Mouvement 2 : Une partition de l’action, « plus vite, plus haut, plus fort »
Dans l’Angleterre des années 80, dans une agence de placement, au féminisme vengeur que nous avons voulu construite en open-space identique et effrayant. Sur un tempo presto, dans des espaces que les actrices font et défont, des working girls pugnaces, reproduisent les mécanismes de domination masculine qu’elle dénonce, en menant une politique libérale et capitaliste dans leurs entretiens d’embauche. Comme une vertigineuse mise en abîme d’un monde schizophrénique où l’entreprise nous aspire, on vacille de personnage en personnage, les espaces dépassent et engloutissent les protagonistes, laissant découvrir un monde en profonde mutation sociale et politique.

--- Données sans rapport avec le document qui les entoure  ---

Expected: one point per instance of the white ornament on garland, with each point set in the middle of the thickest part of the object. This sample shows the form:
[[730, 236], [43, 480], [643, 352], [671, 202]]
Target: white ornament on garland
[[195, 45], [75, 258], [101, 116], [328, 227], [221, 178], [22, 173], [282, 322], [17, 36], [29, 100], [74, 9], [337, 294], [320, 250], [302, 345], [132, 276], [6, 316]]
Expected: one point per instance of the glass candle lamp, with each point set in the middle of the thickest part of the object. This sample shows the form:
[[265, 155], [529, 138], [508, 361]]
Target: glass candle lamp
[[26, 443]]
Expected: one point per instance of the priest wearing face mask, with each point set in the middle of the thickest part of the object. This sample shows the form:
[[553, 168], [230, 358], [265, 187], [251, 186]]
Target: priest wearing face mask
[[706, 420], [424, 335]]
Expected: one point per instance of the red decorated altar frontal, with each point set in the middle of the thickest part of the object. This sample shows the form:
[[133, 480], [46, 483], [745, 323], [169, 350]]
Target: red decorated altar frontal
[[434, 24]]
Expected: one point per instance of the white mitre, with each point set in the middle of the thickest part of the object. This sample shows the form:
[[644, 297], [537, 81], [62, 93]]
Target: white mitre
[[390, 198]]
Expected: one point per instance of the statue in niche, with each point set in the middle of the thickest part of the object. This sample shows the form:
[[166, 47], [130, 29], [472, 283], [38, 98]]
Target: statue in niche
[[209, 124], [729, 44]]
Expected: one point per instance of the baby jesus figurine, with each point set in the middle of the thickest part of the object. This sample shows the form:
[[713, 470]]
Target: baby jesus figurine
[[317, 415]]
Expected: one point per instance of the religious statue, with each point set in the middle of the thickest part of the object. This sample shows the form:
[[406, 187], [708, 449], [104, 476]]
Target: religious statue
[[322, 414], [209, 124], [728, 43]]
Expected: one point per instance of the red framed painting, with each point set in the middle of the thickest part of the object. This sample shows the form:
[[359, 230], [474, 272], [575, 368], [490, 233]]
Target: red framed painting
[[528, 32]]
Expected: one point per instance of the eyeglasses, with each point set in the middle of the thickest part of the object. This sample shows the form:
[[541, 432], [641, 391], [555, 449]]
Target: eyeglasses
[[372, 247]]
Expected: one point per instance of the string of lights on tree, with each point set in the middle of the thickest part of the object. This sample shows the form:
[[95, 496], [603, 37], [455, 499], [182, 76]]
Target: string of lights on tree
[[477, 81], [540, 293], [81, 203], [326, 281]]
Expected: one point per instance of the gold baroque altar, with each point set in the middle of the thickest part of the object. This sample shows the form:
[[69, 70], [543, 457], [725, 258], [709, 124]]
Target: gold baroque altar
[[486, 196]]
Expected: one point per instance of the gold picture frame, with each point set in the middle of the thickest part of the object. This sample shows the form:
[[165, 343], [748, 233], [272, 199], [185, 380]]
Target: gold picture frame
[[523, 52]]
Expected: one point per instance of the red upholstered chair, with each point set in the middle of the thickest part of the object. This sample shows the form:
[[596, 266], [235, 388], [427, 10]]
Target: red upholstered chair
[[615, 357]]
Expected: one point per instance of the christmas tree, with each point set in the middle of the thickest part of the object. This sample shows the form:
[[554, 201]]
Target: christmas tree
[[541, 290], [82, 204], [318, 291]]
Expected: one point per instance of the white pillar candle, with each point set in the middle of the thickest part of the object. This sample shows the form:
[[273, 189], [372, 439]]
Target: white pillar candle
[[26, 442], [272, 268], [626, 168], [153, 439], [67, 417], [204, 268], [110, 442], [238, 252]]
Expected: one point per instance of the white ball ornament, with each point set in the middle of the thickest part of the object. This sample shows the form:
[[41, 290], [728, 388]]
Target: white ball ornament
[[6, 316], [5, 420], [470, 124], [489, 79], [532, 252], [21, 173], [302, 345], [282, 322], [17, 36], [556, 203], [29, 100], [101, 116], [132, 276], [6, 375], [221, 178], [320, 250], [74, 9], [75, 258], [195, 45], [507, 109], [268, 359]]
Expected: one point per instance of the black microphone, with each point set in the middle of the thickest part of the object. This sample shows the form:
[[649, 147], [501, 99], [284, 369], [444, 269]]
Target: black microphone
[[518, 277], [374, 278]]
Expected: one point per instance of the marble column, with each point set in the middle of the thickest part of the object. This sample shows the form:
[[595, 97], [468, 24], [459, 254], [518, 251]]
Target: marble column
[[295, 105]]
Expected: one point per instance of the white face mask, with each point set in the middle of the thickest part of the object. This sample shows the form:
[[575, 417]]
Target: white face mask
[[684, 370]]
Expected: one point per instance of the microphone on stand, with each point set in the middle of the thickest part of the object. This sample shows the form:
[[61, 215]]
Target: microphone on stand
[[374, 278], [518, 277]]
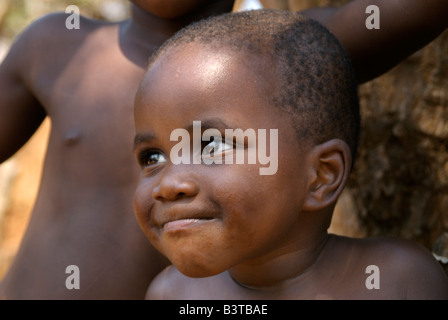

Mouvement 3 : Soudain l’immobilisme : une parenté avec le réalisme social
Dans la même Angleterre, mais dans sa campagne profonde, l’histoire, la petite réapparait. Celle d’une tragédie familiale, celle d’une parole étouffée, d’un mensonge, dans laquelle le spectateur est propulsé, presque comme un voyeur. Dans la cuisine ou dans l’arrière-cour d’une maison sans avenir, des femmes s’opposent : adolescentes en mal de rêves, ou soeurs liées par le poids du secret, avec la seule force de la parole, elles questionnent le pouvoir des mots et la force des silences. L’action s’est arrêtée, « il n’y a pas grandchose par ici »…si ce n’est les mots, leur violence, les accords majeurs qu’elles jouent pour se blesser et le conflit idéologique puissant qui divise l’Angleterre en deux visions du monde : ceux qui comme Margaret Thatcher choisiront de s’en sortir et les autres.